Some friends are bitching that the Occupation is holding up traffic.  They say that the demonstration today inconveniences the wrong people - if the 99% can't get to work on time and their pay is be docked, who does that help?

I can see that revolution often disrupts a person's commute. And I know that stock brokers don't take the subway to work. But one woman I know continues to say the Occupation is misguided because a few waiters in Wall Street restaurants got laid off - as if those jobs weren't tenuous already. As if waiters aren't already getting totally screwed by Wall Street. As if thousands of people without homes and health care should be more sensitive.

Let me say, here, that I am fully aware that there are a lot of Occupiers who are misguided about a lot of things. And certainly there are so many voices represented in the Occupation that it's noisy and unorganized.

And New Yorkers bitch about anybody who fucks up traffic for any reason.

But when I hear people who have comfortable jobs - who are still barely able to pay their bills, and who will be completely without health care if they get laid off - complaining that the movement is about to lose popular support because we are inconveniencing folks who are trying to get to work, I despair for our future.

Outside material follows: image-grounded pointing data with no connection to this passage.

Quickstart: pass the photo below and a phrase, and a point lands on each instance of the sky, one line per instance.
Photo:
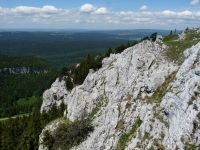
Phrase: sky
(99, 14)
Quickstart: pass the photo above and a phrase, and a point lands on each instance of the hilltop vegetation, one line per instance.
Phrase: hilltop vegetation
(19, 93)
(177, 46)
(65, 47)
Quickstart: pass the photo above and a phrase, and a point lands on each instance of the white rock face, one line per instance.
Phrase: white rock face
(182, 99)
(123, 84)
(54, 95)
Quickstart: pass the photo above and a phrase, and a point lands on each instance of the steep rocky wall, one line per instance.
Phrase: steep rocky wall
(127, 84)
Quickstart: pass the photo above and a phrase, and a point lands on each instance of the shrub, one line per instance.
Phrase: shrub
(127, 136)
(47, 140)
(72, 134)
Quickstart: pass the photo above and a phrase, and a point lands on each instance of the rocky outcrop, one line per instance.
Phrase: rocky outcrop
(55, 95)
(127, 84)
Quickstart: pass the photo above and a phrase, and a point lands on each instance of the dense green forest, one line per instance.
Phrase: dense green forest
(19, 93)
(66, 47)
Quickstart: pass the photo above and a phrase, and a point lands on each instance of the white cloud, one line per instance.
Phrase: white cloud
(144, 7)
(50, 16)
(168, 13)
(185, 13)
(87, 8)
(101, 10)
(194, 2)
(35, 10)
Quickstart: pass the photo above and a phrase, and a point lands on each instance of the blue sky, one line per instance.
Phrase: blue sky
(99, 14)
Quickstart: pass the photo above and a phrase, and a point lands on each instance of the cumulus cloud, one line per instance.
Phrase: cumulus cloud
(101, 10)
(144, 7)
(34, 10)
(194, 2)
(50, 16)
(168, 13)
(87, 8)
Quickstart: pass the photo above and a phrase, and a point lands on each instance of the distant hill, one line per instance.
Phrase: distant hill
(66, 47)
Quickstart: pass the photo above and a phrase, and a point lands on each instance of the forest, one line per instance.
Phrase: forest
(22, 93)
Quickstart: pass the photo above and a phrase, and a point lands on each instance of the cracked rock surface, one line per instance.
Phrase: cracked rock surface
(124, 83)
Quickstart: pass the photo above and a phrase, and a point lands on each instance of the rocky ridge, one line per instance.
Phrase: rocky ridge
(140, 83)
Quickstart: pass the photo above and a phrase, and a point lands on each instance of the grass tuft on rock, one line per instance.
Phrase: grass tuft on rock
(161, 90)
(126, 137)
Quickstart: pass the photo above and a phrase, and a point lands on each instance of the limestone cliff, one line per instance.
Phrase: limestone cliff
(140, 83)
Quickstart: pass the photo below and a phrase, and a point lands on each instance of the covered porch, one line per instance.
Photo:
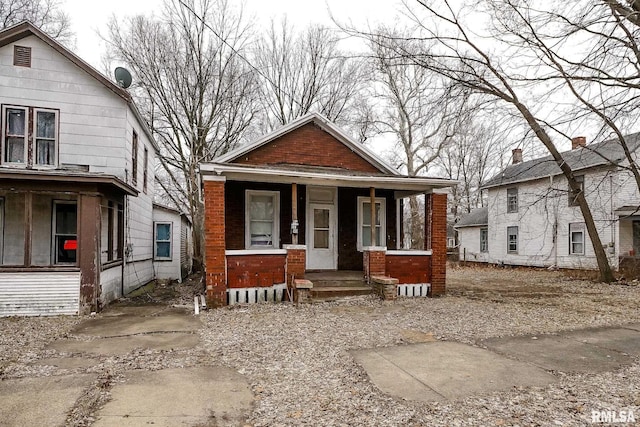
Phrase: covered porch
(268, 227)
(61, 238)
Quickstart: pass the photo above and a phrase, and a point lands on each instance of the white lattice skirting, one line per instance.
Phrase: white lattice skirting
(419, 290)
(273, 293)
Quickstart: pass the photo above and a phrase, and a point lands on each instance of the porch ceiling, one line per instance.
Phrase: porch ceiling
(67, 178)
(327, 177)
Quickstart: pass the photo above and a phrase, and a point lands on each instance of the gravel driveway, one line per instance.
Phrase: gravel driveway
(297, 357)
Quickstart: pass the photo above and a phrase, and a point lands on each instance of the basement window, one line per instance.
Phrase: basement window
(22, 56)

There are plenty of examples of how working within the system, so nobody is inconvenienced, has gotten us no-fucking-where. Two things are stuck in my mind. First, BP and their friends in our government, including Barack Obama, have successfully convinced half of America that everything along the Gulf Coast is fine and dandy. No matter that whole communities are out of work, can't' breathe and have weird skin conditions from the dispersants in the environment. All is well. BP and Haliburton are free to practice business as usual. And secondly, in 40 years of working tirelessly within the system, the LGBT community has achieved the right to get openly shot at in the military - but they still don't have equal protection under the law. In most states, when one partner has been hospitalized, the other cannot visit since s/he isn't family. Both individuals better have their own health care since many employers don't extend benefits to domestic partners. God forbid one dies without a will, leaving the other one homeless and at the mercy of state laws about property. Personally, I don't see how being allowed to serve openly in the military is such a victory for the LGBT community. So many soldiers commit suicide these days instead of reporting for a fifth, sixth or seventh tour of duty in Afghanistan, that the US Military was having serious trouble attracting volunteers.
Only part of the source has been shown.